Olbermann, O'Reilly and the death of real news

By Ted Koppel
Sunday, November 14, 2010

To witness Keith Olbermann - the most opinionated among MSNBC's left-leaning, Fox-baiting, money-generating hosts - suspended even briefly last week for making financial contributions to Democratic political candidates seemed like a whimsical, arcane holdover from a long-gone era of television journalism, when the networks considered the collection and dissemination of substantive and unbiased news to be a public trust.

Back then, a policy against political contributions would have aimed to avoid even the appearance of partisanship. But today, when Olbermann draws more than 1 million like-minded viewers to his program every night precisely because he is avowedly, unabashedly and monotonously partisan, it is not clear what misdemeanor his donations constituted.

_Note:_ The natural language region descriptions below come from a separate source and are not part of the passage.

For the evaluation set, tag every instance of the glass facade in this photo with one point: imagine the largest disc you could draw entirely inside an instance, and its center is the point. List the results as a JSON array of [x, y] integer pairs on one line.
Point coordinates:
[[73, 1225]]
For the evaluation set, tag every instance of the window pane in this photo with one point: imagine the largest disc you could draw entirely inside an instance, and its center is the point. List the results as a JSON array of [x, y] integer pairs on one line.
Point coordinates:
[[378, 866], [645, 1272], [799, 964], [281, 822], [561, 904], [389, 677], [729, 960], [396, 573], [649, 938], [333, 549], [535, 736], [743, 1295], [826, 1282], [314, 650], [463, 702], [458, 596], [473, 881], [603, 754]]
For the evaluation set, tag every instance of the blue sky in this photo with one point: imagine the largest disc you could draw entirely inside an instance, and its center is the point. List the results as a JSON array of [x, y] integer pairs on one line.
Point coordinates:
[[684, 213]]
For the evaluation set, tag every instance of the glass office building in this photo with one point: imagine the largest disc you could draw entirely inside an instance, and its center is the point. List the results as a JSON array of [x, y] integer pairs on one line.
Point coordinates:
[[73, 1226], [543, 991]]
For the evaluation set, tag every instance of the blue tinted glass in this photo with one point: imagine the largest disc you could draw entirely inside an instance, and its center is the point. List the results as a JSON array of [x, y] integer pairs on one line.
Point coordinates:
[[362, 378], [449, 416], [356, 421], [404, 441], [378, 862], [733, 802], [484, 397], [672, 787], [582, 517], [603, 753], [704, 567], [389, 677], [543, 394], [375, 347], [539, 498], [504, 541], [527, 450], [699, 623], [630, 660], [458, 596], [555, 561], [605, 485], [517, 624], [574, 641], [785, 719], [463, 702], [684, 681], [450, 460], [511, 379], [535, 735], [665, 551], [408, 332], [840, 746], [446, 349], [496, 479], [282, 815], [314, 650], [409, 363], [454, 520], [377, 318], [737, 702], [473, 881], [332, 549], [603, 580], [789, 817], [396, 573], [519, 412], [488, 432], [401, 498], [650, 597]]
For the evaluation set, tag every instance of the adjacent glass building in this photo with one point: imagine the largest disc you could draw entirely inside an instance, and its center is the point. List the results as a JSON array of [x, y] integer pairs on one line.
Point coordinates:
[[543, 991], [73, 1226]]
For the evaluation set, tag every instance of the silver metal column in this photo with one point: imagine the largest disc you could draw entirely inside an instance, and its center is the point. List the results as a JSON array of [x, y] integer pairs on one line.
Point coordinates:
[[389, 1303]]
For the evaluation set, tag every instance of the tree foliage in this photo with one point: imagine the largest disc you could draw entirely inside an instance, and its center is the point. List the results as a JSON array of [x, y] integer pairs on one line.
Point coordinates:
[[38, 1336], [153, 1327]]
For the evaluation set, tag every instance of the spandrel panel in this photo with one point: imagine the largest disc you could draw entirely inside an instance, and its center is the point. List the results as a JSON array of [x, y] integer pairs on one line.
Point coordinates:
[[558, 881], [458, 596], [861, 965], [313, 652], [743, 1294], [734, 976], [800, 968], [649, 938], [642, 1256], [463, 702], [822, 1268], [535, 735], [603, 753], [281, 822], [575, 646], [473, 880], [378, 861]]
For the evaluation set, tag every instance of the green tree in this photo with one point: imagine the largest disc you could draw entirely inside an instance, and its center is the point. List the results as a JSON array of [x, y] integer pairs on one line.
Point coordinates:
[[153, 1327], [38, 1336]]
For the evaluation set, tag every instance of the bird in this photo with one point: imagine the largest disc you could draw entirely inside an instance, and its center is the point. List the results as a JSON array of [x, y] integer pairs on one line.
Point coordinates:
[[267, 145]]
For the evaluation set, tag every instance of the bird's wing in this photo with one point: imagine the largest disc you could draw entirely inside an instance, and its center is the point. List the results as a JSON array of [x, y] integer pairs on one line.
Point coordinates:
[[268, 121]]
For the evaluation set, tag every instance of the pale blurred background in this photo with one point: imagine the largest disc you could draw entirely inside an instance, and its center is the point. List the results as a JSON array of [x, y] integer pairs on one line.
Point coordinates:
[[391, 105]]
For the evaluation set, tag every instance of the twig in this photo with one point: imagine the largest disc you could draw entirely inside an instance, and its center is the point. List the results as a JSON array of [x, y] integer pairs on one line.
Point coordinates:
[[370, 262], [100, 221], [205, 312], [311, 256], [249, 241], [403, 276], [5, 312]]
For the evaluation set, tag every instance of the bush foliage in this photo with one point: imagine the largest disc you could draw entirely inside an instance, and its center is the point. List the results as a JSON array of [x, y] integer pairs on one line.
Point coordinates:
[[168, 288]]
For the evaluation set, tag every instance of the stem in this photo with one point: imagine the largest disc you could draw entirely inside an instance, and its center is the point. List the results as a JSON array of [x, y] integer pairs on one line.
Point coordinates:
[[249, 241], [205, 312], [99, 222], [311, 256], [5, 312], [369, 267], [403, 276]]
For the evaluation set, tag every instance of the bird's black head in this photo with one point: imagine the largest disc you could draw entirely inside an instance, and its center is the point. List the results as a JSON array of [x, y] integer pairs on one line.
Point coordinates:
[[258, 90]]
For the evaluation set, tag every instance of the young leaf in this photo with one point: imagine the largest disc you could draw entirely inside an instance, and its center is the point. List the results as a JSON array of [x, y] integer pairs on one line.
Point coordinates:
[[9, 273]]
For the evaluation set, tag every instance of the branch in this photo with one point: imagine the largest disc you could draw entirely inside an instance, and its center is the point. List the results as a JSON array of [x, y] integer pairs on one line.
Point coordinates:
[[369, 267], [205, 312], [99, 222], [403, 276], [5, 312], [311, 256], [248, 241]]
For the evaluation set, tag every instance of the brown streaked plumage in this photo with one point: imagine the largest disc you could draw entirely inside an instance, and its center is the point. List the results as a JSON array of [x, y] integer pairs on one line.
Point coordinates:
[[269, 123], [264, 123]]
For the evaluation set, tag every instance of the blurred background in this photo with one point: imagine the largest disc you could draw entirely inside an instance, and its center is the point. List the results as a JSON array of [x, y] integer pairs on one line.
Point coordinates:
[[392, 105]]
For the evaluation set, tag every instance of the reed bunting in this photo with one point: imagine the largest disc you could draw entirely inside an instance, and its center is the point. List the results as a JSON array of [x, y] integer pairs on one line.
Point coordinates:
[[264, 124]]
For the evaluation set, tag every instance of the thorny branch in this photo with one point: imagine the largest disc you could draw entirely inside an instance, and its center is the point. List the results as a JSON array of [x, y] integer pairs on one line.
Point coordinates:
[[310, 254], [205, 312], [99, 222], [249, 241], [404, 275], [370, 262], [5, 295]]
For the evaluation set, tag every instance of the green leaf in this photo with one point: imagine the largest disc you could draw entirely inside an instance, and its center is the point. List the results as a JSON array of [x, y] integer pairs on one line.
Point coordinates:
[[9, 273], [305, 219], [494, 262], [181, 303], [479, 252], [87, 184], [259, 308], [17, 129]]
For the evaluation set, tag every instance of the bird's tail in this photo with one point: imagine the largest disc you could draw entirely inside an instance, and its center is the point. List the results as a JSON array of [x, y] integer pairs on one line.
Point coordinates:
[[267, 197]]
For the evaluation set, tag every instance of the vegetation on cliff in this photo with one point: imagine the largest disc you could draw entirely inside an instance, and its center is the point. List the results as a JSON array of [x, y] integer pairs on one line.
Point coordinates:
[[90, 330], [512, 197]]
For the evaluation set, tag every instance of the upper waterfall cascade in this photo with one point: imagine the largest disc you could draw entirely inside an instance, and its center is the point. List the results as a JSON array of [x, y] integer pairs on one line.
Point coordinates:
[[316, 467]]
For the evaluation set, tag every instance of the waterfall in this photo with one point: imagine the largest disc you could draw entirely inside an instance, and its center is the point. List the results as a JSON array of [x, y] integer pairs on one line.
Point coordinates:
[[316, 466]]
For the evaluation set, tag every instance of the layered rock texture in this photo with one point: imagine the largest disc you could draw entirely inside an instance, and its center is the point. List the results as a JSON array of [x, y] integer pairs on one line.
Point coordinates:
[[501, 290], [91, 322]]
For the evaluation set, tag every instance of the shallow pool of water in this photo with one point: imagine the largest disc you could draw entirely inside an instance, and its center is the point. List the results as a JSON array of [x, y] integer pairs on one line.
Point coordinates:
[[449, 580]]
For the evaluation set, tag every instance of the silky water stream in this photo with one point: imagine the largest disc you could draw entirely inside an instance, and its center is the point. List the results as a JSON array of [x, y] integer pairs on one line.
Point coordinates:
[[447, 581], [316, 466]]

Consistency?

We live now in a cable news universe that celebrates the opinions of Olbermann, Rachel Maddow, Chris Matthews, Glenn Beck, Sean Hannity and Bill O'Reilly - individuals who hold up the twin pillars of political partisanship and who are encouraged to do so by their parent organizations because their brand of analysis and commentary is highly profitable.

The commercial success of both Fox News and MSNBC is a source of nonpartisan sadness for me. While I can appreciate the financial logic of drowning television viewers in a flood of opinions designed to confirm their own biases, the trend is not good for the republic. It is, though, the natural outcome of a growing sense of national entitlement. Daniel Patrick Moynihan's oft-quoted observation that "everyone is entitled to his own opinion, but not his own facts," seems almost quaint in an environment that flaunts opinions as though they were facts.

And so, among the many benefits we have come to believe the founding fathers intended for us, the latest is news we can choose. Beginning, perhaps, from the reasonable perspective that absolute objectivity is unattainable, Fox News and MSNBC no longer even attempt it. They show us the world not as it is, but as partisans (and loyal viewers) at either end of the political spectrum would like it to be. This is to journalism what Bernie Madoff was to investment: He told his customers what they wanted to hear, and by the time they learned the truth, their money was gone.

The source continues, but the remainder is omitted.